The day you stop learning is the day you begin decaying.
- Isaac Asimov

I strongly believe in this quote by the Isaac Asimov. So much that I have made it a habit to constantly nudge myself for any learnings that I could take out from any scenario. I don't know whether it has helped me in some profound way or not but I can say for sure that now I am more aware of the mistakes that I did in past and make sure that I do new mistakes rather than repeating the old ones.


Question things/practices/processes/designs.

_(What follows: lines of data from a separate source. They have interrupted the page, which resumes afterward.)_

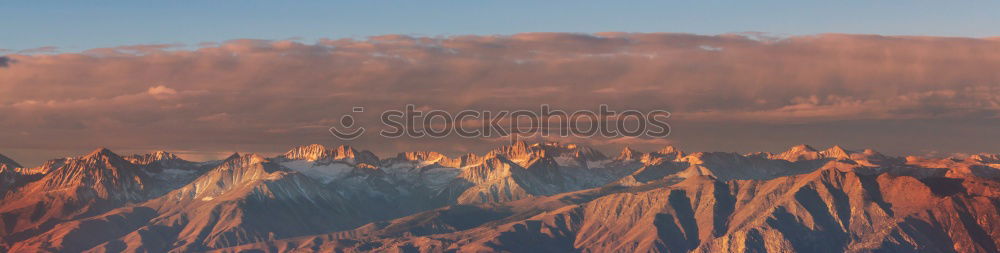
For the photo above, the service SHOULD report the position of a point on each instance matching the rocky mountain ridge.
(549, 196)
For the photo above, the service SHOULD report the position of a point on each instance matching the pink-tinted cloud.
(256, 94)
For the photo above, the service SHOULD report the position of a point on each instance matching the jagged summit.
(318, 152)
(628, 153)
(162, 157)
(6, 162)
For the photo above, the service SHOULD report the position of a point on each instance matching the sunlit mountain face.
(522, 197)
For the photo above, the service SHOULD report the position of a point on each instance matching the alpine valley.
(542, 197)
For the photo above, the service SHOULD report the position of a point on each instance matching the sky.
(205, 79)
(79, 25)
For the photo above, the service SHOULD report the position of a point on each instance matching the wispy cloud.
(237, 92)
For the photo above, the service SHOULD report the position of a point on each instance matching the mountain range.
(541, 197)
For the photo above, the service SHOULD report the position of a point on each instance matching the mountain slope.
(840, 206)
(245, 199)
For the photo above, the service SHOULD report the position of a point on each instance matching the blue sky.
(80, 25)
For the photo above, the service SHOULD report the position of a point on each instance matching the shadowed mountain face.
(544, 197)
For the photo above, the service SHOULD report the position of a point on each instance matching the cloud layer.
(253, 95)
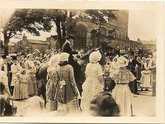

Big projects have a lot of things inside them which sometimes don't make sense to a newbie. Make it a habit to ask people why things are the way they are? You will mostly end up with one of these

  • Sometimes you will get answers which will uncover something which you would never have thought of. Amazing insights, cool implementations.
  • Sometimes you won't get an answer or even after getting an answer you won't completely understand it. Give it some more time, maybe you will get it after a month or so.
  • Sometimes you will know that its there because someone messed it up. Bad design, incomplete processes, legacy practices. Make it a point to discuss it with your teammates and manager. I know it's not your shit to clean up but you should do it if you can. See the broken window theory.

You will break things, learn to fix them quickly

You will break build, you will introduce some regression will cause a major bug or a functionality break, you will even break the entire product. I have done all of this and I know you will also go through this.

Move fast and break things. Unless you are breaking stuff, you are not moving fast enough. - Mark Zuckerberg

Take the full responsibility of your own work

It is your work to complete. You will have to do follow-ups, send gentle reminders and sometimes escalate it to get it done.

Be connected with people you work with.

Ask people about their work and believe me, most of them will be very happy to talk about. This gives you an opportunity to learn different parts of the system which you may not have the opportunity of working. This also builds good work relationships and people will be willing to help you and ask for your help.

Mastering your engineering tools.

Master command line either with bash or PowerShell. Became a pro at using version control. Be a keyboard ninja and master your text editor or IDE. This will save you a lot of time and frustration of repeating things. You can try writing bash or PowerShell scripts to automate your daily boring and repetitive work. Find ways to innovate in this space, create tools that will help you and your team to be more productive.

Don't get too attached to your code.

This is a very important one. People take pride in their code and it is a good thing to do but don't take it too far. Good code reviewers will give you a great insight and you will be amazed by the extent you can learn from others.

Venture outside.

Make sure that you venture outside of your work occasionally by reading blogs, watching conference videos, glancing over research papers. This will keep you updated in this fast-moving world. Set aside a couple of hours every weekend to learn something new which is completely unrelated to your work.